2481 desaster zone – die tragödie der tragödien als multihybride fiction
Mit Aischylos' "Die Perser", Shakespeares "Coriolan", Racines "Phèdre", Jelineks "Bambiland" und anderen Texten. Übersetzungen: Claudia Bosse, Andreas Gölles, Christine Standfest. Ort: Ehemalige Ankerbrotfabrik.
Konzept/Regie: Claudia Bosse, Raum: Alexander Schellow, Licht: Gerhard Fischer, Sound: Günther Auer, Recherche/Assistenz: Andreas Gölles. Von und mit: Aurelia Burckhardt, Joachim Kapuy, Yoshie Maruoka, Gerald Singer, Christine Standfest, Doris Uhlich, Paul Wenninger.

www.theatercombinat.com


Mehr zu Claudia Bosse: mit einem 300 Mann starken Chor inszenierte sie Die Perser zur Eröffnung des Festival Theaterformen im Sommer 2008.

 

Kritikenrundschau

"Was meint das Publikum?", fragt Barbara Petsch in der Presse (16.10.) und klärt auf: "Toller Raum, toller Text, spirituelle Theatererfahrung, aber mühsame äußere Umstände: Kälte, lange Dauer. Eher ein Minderheitenprogramm für Hartgesottene." Petsch selbst erlebte "2481 desaster zone" als Resümee und "Kulminationspunkt" der vorangegangenen theatercombinat-Arbeiten, als "Endspiel" und "Endzeitszenario". Die Erzählung "mäandert (...) vor und zurück, in Sprüngen oder langsam rollend wie eine Welle", auch die Zuschauer werden umhergerollt, "gelegentlich gibt es kleinere Kollisionen. Die Wirkung allerdings kommt nicht durch diese eher unbeholfene körperliche Simulation von Katastrophen zustande, sondern eben durch das Wort". Bosse treibe Jelineks "Wort-Materialschlachten auf eine neue Spitze". Man vernehme einen "mächtigen Sprechgesang", "ein Kunstwerk für sich". Das einzustudieren müsse "eine Heidenarbeit gewesen sein." Allerdings seien "nicht alle Akteure gleich sprachmächtig. Die Kreation würde gewinnen, wären da durchgehend starke und vielseitige Sprecher. Insgesamt dennoch sehenswert: Ein kühner Wurf in Zeiten, da neue Texte oft eher oberflächlich das Bedürfnis nach Effekt und Überraschung bedienen."

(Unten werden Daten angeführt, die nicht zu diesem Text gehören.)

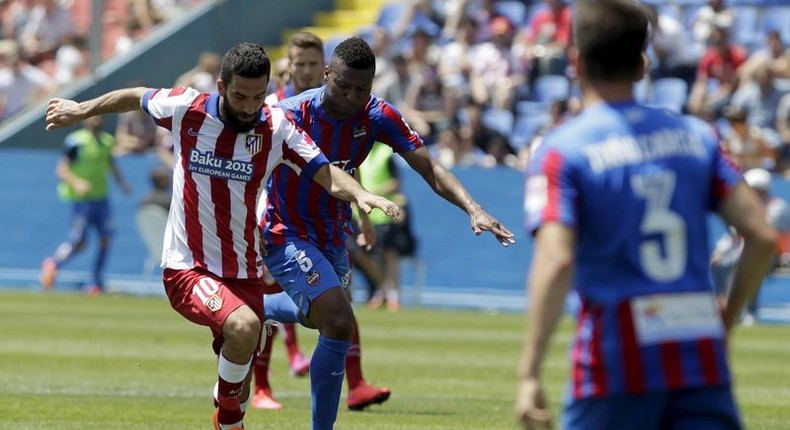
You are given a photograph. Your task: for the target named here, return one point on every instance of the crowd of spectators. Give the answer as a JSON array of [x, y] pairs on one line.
[[482, 80], [44, 43]]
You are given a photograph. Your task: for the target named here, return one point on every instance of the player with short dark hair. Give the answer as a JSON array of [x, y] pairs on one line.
[[225, 146], [307, 255], [618, 200]]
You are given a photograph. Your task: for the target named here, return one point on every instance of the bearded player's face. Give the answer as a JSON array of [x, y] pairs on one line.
[[242, 101]]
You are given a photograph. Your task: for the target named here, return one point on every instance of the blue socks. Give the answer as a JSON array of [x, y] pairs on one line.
[[280, 307], [327, 367]]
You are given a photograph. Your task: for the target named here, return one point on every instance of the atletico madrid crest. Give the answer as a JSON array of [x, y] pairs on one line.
[[254, 143]]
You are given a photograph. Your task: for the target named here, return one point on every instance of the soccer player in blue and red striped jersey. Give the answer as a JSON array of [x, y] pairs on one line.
[[618, 200], [306, 69], [306, 229]]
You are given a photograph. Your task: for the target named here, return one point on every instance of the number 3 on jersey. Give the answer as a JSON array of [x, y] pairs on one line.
[[657, 190]]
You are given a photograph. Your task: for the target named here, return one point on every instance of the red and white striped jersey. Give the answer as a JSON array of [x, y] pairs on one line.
[[218, 177]]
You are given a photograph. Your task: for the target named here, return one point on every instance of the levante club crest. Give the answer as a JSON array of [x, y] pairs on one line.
[[359, 133]]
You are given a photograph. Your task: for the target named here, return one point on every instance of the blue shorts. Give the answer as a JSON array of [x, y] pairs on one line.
[[91, 213], [709, 408], [305, 272]]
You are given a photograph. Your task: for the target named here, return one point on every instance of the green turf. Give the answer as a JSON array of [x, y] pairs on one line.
[[117, 362]]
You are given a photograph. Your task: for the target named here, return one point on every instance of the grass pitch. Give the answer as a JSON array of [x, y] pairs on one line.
[[119, 362]]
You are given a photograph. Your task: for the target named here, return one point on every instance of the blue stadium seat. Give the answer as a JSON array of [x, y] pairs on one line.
[[390, 15], [514, 10], [669, 93], [529, 107], [499, 120], [548, 88], [526, 126]]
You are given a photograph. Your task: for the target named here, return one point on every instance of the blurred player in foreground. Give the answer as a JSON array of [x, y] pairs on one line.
[[618, 199], [225, 144]]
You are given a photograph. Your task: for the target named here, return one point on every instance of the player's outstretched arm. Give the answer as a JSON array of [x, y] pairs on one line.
[[447, 185], [743, 210], [343, 186], [63, 112]]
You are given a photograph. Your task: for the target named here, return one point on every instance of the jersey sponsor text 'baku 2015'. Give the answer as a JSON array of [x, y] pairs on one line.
[[218, 176]]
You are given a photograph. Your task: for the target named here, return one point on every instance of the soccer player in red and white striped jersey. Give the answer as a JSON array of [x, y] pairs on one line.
[[225, 146]]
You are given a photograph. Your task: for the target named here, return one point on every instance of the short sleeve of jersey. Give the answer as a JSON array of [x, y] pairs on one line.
[[549, 193], [161, 104], [395, 131], [299, 150]]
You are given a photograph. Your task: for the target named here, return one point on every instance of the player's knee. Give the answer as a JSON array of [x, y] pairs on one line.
[[242, 327], [338, 326]]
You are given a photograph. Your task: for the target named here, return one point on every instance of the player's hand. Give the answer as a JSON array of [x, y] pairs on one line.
[[482, 221], [369, 201], [61, 113], [532, 410]]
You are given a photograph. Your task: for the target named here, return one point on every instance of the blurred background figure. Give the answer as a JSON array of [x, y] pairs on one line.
[[151, 216], [83, 172], [280, 75], [394, 239], [727, 251]]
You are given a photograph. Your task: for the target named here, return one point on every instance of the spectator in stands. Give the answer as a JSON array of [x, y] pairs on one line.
[[429, 106], [203, 77], [455, 63], [745, 143], [776, 55], [280, 74], [422, 54], [715, 14], [71, 59], [15, 17], [673, 57], [716, 75], [48, 26], [395, 87], [760, 98], [21, 83], [547, 38], [497, 69], [382, 47], [135, 132], [83, 170], [729, 246]]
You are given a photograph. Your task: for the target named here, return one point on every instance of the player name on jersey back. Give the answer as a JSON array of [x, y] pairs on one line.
[[620, 150]]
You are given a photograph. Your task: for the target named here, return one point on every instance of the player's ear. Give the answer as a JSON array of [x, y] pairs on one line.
[[574, 60], [644, 66]]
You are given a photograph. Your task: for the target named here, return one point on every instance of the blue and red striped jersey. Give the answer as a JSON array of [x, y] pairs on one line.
[[297, 208], [637, 184]]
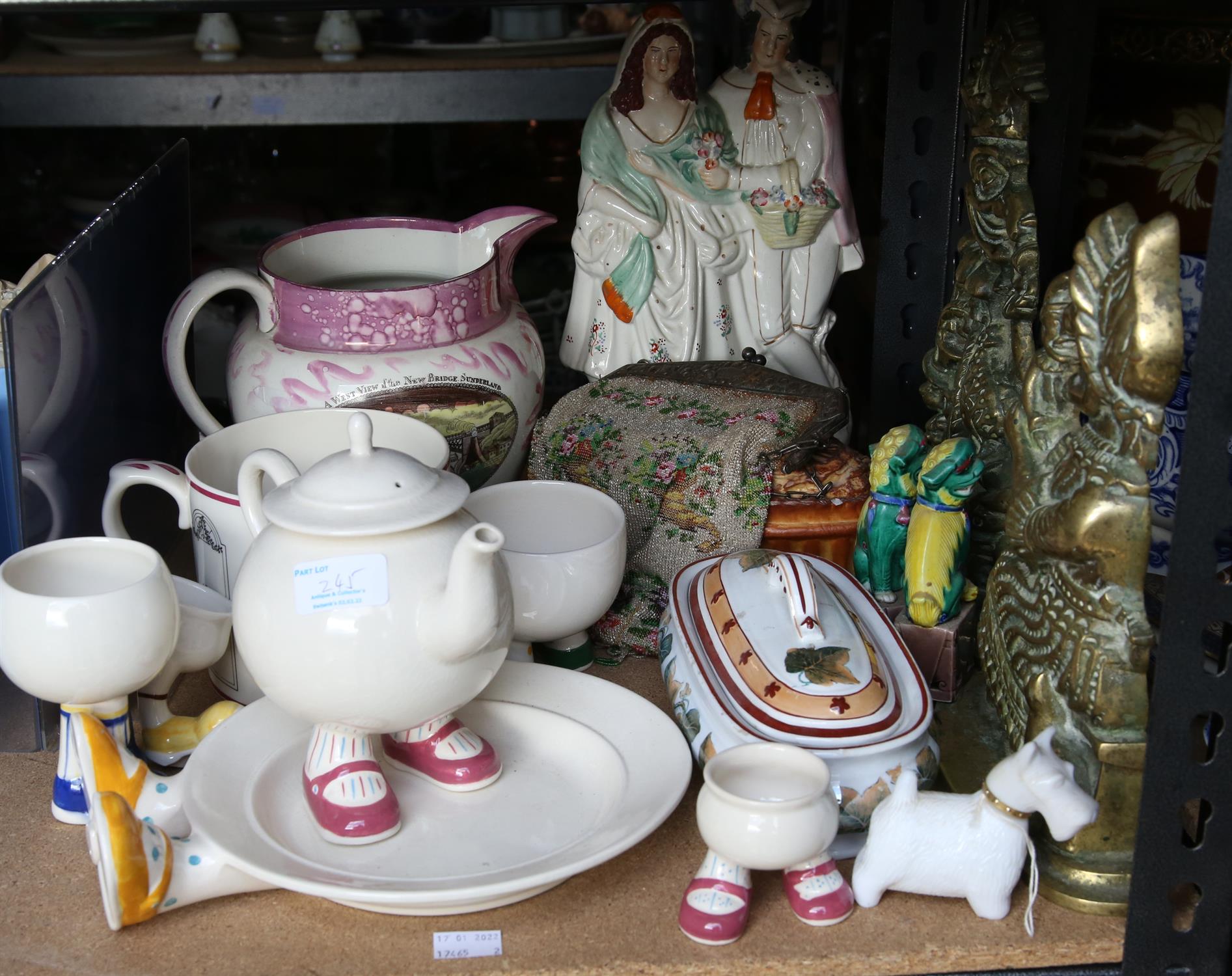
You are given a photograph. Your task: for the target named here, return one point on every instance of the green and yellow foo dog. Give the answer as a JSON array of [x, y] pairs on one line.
[[881, 535], [939, 535]]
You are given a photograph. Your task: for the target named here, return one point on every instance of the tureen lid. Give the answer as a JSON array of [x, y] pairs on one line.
[[365, 491], [795, 650]]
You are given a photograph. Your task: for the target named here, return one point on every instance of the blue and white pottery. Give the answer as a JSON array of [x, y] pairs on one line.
[[1166, 474]]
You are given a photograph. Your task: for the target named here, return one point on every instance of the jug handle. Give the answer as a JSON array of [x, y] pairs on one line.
[[175, 334], [509, 243], [265, 461]]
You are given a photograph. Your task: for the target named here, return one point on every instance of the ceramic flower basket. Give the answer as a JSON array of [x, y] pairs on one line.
[[787, 217]]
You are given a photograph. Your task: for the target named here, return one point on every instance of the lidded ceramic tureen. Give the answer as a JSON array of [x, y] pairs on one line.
[[774, 646], [343, 605], [371, 602]]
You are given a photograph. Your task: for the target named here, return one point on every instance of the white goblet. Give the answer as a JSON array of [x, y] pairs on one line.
[[564, 546], [85, 623]]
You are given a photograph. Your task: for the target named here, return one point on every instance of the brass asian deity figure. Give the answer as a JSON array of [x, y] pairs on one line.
[[1063, 635], [971, 375]]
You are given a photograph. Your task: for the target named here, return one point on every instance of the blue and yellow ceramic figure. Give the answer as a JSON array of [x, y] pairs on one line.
[[939, 534], [881, 536]]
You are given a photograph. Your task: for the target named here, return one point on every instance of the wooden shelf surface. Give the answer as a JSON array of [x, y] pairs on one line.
[[31, 58]]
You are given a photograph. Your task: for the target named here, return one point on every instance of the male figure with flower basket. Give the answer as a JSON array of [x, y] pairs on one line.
[[804, 232]]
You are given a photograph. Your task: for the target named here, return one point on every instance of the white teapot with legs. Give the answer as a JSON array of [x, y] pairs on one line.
[[371, 603]]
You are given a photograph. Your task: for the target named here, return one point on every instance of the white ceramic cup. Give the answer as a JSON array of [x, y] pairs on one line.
[[207, 495], [767, 806], [564, 547]]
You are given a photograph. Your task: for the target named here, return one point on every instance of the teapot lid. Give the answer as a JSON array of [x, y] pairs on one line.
[[365, 491]]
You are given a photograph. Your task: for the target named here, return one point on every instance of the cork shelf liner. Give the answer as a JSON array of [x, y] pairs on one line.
[[619, 917]]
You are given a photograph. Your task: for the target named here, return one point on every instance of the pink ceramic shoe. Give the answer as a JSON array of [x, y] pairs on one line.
[[818, 895], [713, 912], [343, 811], [454, 758]]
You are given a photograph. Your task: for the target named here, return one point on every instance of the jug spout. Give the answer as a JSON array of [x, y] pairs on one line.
[[476, 610], [506, 230]]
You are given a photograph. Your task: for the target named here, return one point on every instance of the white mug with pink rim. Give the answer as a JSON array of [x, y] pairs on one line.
[[207, 495], [405, 314]]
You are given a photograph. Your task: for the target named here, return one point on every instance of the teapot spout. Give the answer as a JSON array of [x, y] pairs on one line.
[[506, 230], [476, 610]]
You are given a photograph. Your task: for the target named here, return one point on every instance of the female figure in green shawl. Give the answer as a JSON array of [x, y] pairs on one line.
[[656, 241]]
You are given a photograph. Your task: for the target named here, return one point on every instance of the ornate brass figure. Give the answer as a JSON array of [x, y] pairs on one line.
[[971, 377], [1063, 636]]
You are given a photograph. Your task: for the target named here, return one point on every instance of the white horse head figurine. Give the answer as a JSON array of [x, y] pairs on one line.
[[971, 846]]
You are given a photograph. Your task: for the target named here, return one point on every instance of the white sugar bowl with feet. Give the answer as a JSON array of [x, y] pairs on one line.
[[371, 604]]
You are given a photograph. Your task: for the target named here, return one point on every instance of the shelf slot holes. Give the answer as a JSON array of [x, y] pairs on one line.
[[914, 255], [1204, 736], [1216, 644], [918, 197], [909, 314], [1184, 899], [1224, 547], [1194, 815]]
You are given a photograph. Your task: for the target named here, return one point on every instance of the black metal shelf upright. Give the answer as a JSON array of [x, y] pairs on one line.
[[1181, 902]]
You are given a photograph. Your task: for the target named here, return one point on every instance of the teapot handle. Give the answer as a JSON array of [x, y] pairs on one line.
[[265, 461], [175, 333]]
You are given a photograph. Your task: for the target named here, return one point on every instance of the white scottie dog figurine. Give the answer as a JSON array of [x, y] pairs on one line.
[[971, 846]]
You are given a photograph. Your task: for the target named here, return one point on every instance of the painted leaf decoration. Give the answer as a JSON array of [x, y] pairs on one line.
[[753, 558], [1196, 139], [821, 664]]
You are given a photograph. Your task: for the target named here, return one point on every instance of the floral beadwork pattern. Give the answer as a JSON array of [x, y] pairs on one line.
[[688, 466]]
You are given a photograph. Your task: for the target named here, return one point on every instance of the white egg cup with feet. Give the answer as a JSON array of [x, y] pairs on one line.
[[564, 547], [764, 806]]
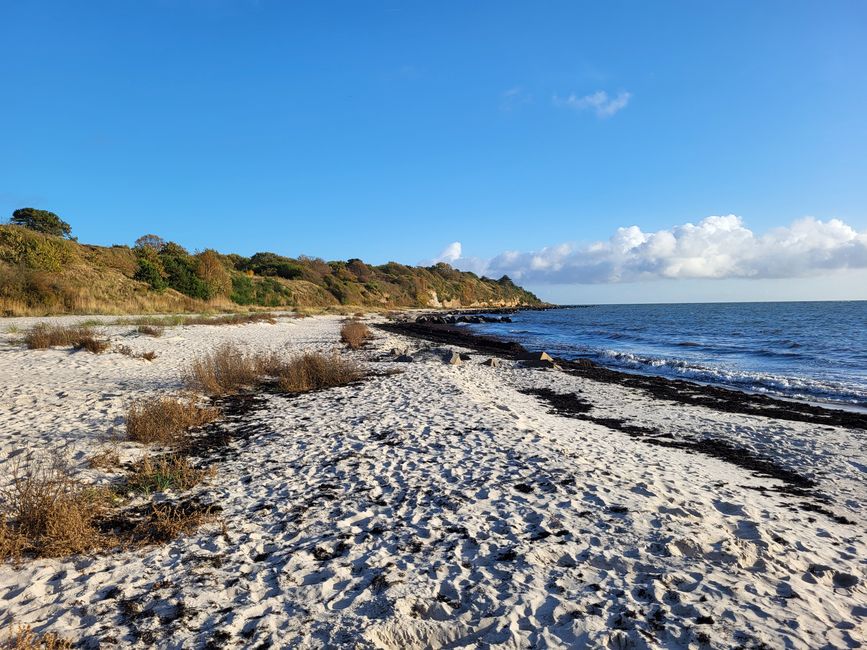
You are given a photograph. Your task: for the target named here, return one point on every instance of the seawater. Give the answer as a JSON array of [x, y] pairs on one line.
[[813, 351]]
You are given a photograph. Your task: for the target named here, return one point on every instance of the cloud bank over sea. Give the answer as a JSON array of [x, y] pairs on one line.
[[717, 247]]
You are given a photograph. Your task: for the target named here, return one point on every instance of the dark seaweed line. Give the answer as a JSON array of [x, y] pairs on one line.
[[793, 484], [673, 390]]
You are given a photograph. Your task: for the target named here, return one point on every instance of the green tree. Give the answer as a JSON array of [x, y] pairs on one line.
[[150, 273], [41, 221], [154, 242]]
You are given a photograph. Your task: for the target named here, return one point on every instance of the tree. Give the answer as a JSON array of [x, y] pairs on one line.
[[212, 272], [41, 221], [154, 242]]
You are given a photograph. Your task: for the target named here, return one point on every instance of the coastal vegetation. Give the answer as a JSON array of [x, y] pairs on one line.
[[165, 419], [44, 270], [354, 333], [43, 335], [228, 369]]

Margarete Affenzeller erinnert im Standard (16.10.) daran, dass sich das theatercombinat "international einen formidablen Ruf erarbeitet" habe: "Berühmt-berüchtigt ist das Combinat (...) vor allem für seine stets außerhalb gesicherter Theaterräume stattfindende Kunst." Für "2481 desaster zone" nun sei "die Expedithalle der ehemaligen Ankerbrotfabrik in Wien Favoriten gerade groß genug." Dass in dieser "Gegend nach allen Katastrophen der Welt (...) die Redner von Aischylos auf Stimmen von Elfriede Jelinek" träfen, müsse man "aber nicht Science fiction nennen". Imponiert hat Affenzeller, wie die Zuschauer auf Sitzflächen durch die Halle gerollt werden, denn das bewirke, dass die Performer "nicht nur Theseus oder Bambi" sind, "sondern auch noch Schubkräfte, die aktiv die Blickrichtung des Publikums immer wieder neu bestimmen." Daraus entstünden "lebende Kamerafahrten", und diese "eröffnen dem Aktions- und Wahrnehmungsraum dieser ineinandergeschraubten Multitragödie eine neue Dimension, in der sich das Einzelwesen Mensch auch immer mit sich selbst konfrontiert sieht. Sie macht auch die Autorität gesteuerter Blickrichtung erfahrbar."